Before we turn to ASICs with no external SRAM, let’s consider the bandwidth requirements on the external 512 MB DRAM holding the edge bitmap. Each pass in each of the first 16 rounds needs to read all of it twice and write all of it once. (After 16 rounds, the edge bitmap becomes sparse enough that we might benefit from representing remaining edges as a list of indices instead.)
This implies a DRAM bandwidth of 0.5 GB * 16 * 2^k * 3.
For an ASIC holding 128MB of SRAM, we would need at least 4 passes, i.e. k=2, requiring an impressive 96 GB/s, which would require High Bandwidth memory.
But when migrating to cuckatoo33, we need to double both the DRAM and the number of passes, which would push the bandwidth to a formidable 386 GB / s.

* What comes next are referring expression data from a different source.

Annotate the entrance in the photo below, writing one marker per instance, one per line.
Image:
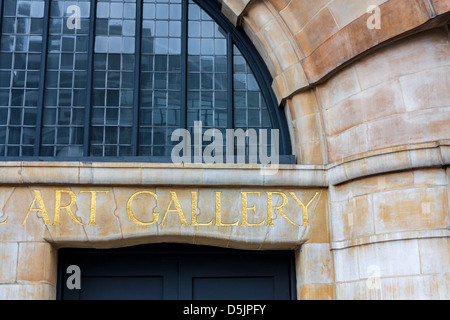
(177, 272)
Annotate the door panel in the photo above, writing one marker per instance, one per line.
(171, 272)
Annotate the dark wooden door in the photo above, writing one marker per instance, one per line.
(177, 272)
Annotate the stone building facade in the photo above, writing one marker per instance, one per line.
(368, 113)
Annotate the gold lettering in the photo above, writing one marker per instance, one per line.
(194, 195)
(270, 208)
(130, 212)
(174, 199)
(40, 202)
(304, 208)
(219, 212)
(245, 210)
(93, 204)
(58, 207)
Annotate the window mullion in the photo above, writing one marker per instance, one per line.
(137, 78)
(89, 84)
(40, 104)
(230, 82)
(184, 66)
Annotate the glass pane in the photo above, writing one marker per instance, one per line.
(207, 71)
(114, 64)
(20, 57)
(160, 92)
(66, 74)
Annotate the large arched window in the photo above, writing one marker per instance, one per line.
(112, 79)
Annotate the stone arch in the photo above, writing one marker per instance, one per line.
(306, 44)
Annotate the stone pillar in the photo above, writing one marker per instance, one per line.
(315, 274)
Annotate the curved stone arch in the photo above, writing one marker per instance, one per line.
(307, 43)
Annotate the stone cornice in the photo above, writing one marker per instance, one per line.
(432, 154)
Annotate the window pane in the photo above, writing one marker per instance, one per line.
(64, 106)
(160, 92)
(20, 56)
(112, 97)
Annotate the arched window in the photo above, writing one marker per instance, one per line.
(113, 79)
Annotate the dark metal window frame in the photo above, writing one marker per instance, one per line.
(235, 36)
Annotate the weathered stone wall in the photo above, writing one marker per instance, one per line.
(369, 115)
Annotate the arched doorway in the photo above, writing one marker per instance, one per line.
(177, 272)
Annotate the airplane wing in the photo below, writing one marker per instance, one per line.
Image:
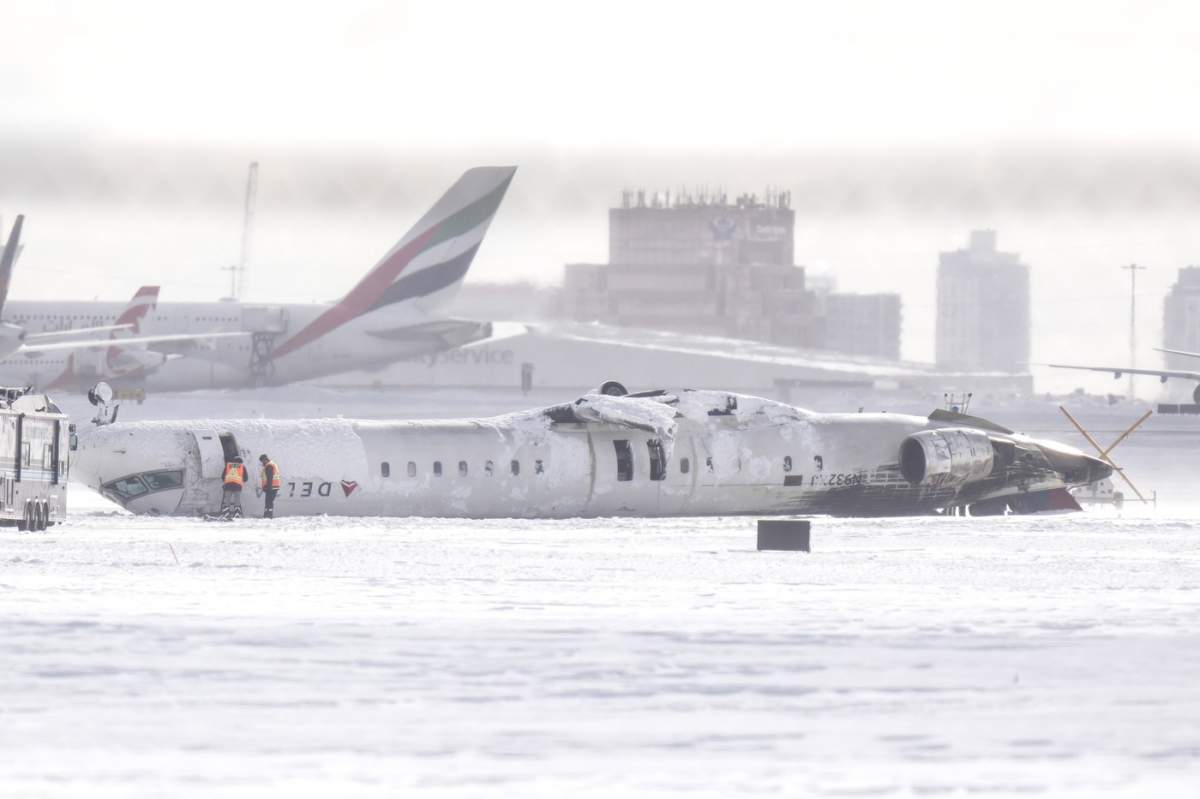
(133, 341)
(1117, 371)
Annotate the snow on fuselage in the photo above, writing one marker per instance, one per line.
(681, 454)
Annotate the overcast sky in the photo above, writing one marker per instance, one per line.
(1072, 127)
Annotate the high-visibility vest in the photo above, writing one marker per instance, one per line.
(235, 474)
(276, 480)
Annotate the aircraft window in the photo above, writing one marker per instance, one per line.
(126, 487)
(658, 460)
(163, 480)
(624, 461)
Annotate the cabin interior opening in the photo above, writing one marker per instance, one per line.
(229, 446)
(658, 460)
(624, 461)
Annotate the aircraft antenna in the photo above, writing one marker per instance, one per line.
(1133, 311)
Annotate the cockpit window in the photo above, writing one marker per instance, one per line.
(136, 485)
(163, 480)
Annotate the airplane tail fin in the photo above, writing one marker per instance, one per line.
(427, 265)
(143, 302)
(9, 258)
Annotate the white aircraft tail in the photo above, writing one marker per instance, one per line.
(427, 265)
(118, 358)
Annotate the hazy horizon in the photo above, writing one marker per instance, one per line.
(897, 131)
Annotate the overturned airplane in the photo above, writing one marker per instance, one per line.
(609, 454)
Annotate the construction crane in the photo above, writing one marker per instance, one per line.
(238, 271)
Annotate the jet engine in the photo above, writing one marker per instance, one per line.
(948, 457)
(11, 337)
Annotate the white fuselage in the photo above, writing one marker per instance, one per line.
(763, 457)
(367, 342)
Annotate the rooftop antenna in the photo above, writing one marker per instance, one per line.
(238, 271)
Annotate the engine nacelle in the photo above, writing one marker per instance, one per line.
(11, 338)
(948, 457)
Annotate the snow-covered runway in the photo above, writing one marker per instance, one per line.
(354, 656)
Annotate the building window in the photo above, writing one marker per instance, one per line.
(658, 460)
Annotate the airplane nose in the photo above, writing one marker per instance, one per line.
(1098, 469)
(1077, 468)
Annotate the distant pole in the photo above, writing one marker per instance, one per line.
(247, 229)
(1133, 318)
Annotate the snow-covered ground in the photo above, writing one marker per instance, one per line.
(337, 656)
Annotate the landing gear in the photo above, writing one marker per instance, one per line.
(35, 518)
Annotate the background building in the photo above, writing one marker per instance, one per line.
(983, 308)
(863, 324)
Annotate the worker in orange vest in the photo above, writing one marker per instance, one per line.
(270, 481)
(235, 476)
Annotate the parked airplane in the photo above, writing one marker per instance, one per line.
(1162, 374)
(390, 314)
(655, 454)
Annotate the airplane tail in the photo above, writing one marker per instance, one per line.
(9, 258)
(144, 300)
(427, 265)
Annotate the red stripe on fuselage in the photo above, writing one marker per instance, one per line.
(361, 296)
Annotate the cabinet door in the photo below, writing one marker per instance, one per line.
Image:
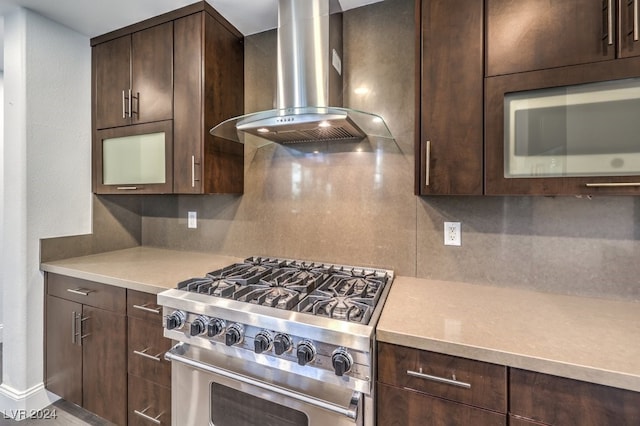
(208, 89)
(149, 403)
(527, 35)
(104, 366)
(152, 74)
(147, 346)
(449, 152)
(560, 401)
(629, 28)
(63, 360)
(401, 407)
(111, 75)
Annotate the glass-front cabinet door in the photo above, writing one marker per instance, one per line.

While the goal of cuckatoo with the upgrade schedule is to ultimately require such huge amounts of memory bandwidth, we need to start off with manageable parameters at launch.
I wanted to rule out single-chip ASICs that can hold both the edge bitmap and node degree counters on-chip, but cuckatoo31 probably suffice for that, since even with 4 passes that requires 256 + 64 = 320 MB of on-chip memory.
I welcome any feedback on this very crude feasibility study, especially by memory technology experts.